Os gregos, antes de Platão (e até mesmo na sua época) não costumavam separar
essas duas coisas: sexo e amor. Segundo Michel Foucault, os gregos possuíam
uma ética sexual muito rígida, que estabelecia os padrões de comportamento
quanto ao “uso dos prazeres”.
Uma ética que era muito mais uma estética sexual, isto é, uma erótica, entendida
como sendo a arte refletida do amor e, singularmente do amor pelos rapazes. E
em que consistia essa erótica? Segundo ainda Foucault, quatro características a
determinam:
A dissimetria das idades: Sempre um mais jovem (que ainda não
ganhou a maturidade política) com um mais velho (que já atingiu a
maioridade política), estabelecendo-se entre ambos papéis sexuais muito
bem definidos. O jovem, o erômeno (amado) será sempre passivo com
relação ao mais velho, o erasta (o amante).
A arte de cortejar: Oferecer presentes, prestar auxílios, inclusive,
pedagógico.
A liberdade: Marca uma distinção fundamental em relação ao
casamento; o jovem é livre para aceitar ou não ser cortejado.
A temporalidade: O tempo de duração do amor. A navalha que cortava
os primeiros fios de barba do jovem grego, que marcava a passagem da
adolescência para a vida adulta, era a mesma que cortava os fios do
amor. Era preciso estar preparado para essa separação. O amor deveria
transformar-se em amizade, eros em filia.

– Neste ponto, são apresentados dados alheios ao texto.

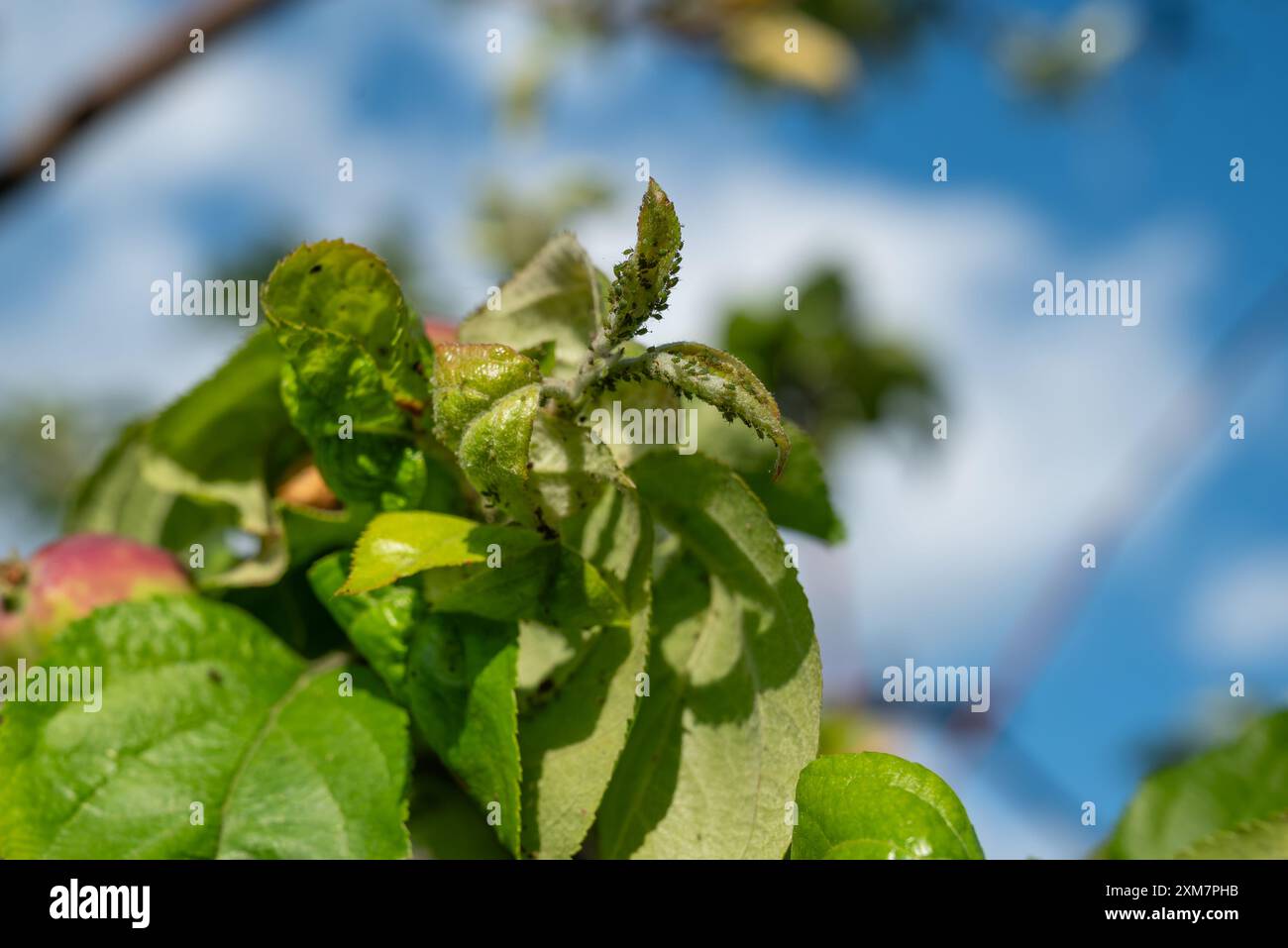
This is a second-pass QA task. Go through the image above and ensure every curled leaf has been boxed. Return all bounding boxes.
[604,177,684,345]
[600,343,793,480]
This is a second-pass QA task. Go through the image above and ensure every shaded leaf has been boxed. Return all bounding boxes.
[599,454,821,859]
[309,556,520,855]
[460,235,606,378]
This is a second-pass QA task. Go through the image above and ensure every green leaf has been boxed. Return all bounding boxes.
[0,597,409,859]
[309,551,520,855]
[265,241,429,404]
[340,510,541,595]
[265,241,443,509]
[459,235,606,378]
[697,406,845,544]
[1103,711,1288,859]
[434,343,541,526]
[274,501,373,567]
[407,758,511,859]
[67,332,305,587]
[340,511,626,629]
[282,329,428,507]
[404,610,522,855]
[458,385,541,526]
[528,415,653,610]
[599,454,821,859]
[63,421,176,544]
[601,343,793,479]
[149,331,304,489]
[1176,812,1288,859]
[519,605,648,859]
[793,752,984,859]
[308,553,409,704]
[604,177,684,345]
[433,343,541,451]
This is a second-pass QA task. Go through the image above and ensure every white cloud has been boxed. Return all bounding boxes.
[584,166,1208,690]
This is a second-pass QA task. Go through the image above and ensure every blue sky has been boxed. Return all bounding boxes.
[0,0,1288,857]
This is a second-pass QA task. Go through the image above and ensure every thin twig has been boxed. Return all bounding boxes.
[0,0,303,202]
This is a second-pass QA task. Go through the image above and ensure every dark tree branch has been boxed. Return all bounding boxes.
[0,0,303,202]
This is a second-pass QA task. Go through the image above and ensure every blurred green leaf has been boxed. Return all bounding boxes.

Em suma, a erótica grega era uma arte de amar, visava demarcar os limites entre
o bom e o mau amor, o que convém e o que não convém fazer para obter o
consentimento do amado. Uma arte da conquista, portanto. E que não separa
sexo de amor, a atração pelo belo corpo. E aqui começa a diferença entre a erótica
grega e a erótica platônica. Ou melhor, a subversão da erótica grega proposta por
Platão, pela boca de Sócrates, e que irá influenciar, sobremaneira, a concepção
cristã de amor e de toda essa dicotomia de sexo x amor que virá depois.
Daí para a concepção cristã foi só um passo. E o sexo e o amor começaram a ser
percebidos como coisas bastante distintas. Quem pratica o sexo pelo sexo, é
alguém desprovido de amor? Como se traçaria uma cartografia amorosa dos(as)
chamados(as) profissionais do sexo? Prostitutos(as) não amam? O beijo na boca
seria impossível? Eis aí um tema interessante para pesquisa.
É claro que não devemos deixar de lado outros aspectos também importantes no
que diz respeito à prostituição: a relação com o cafetão/cafetina, com a polícia, a
exploração sexual, inclusive, infantil. No entanto, acreditamos que um trabalho
que dê conta da afetividade dos(as) chamados(as) profissionais do sexo, poderá
contribuir e muito para a redução do estigma social que recai sobre essas pessoas,
possibilitando-nos a pensar também esses outros aspectos acima mencionados.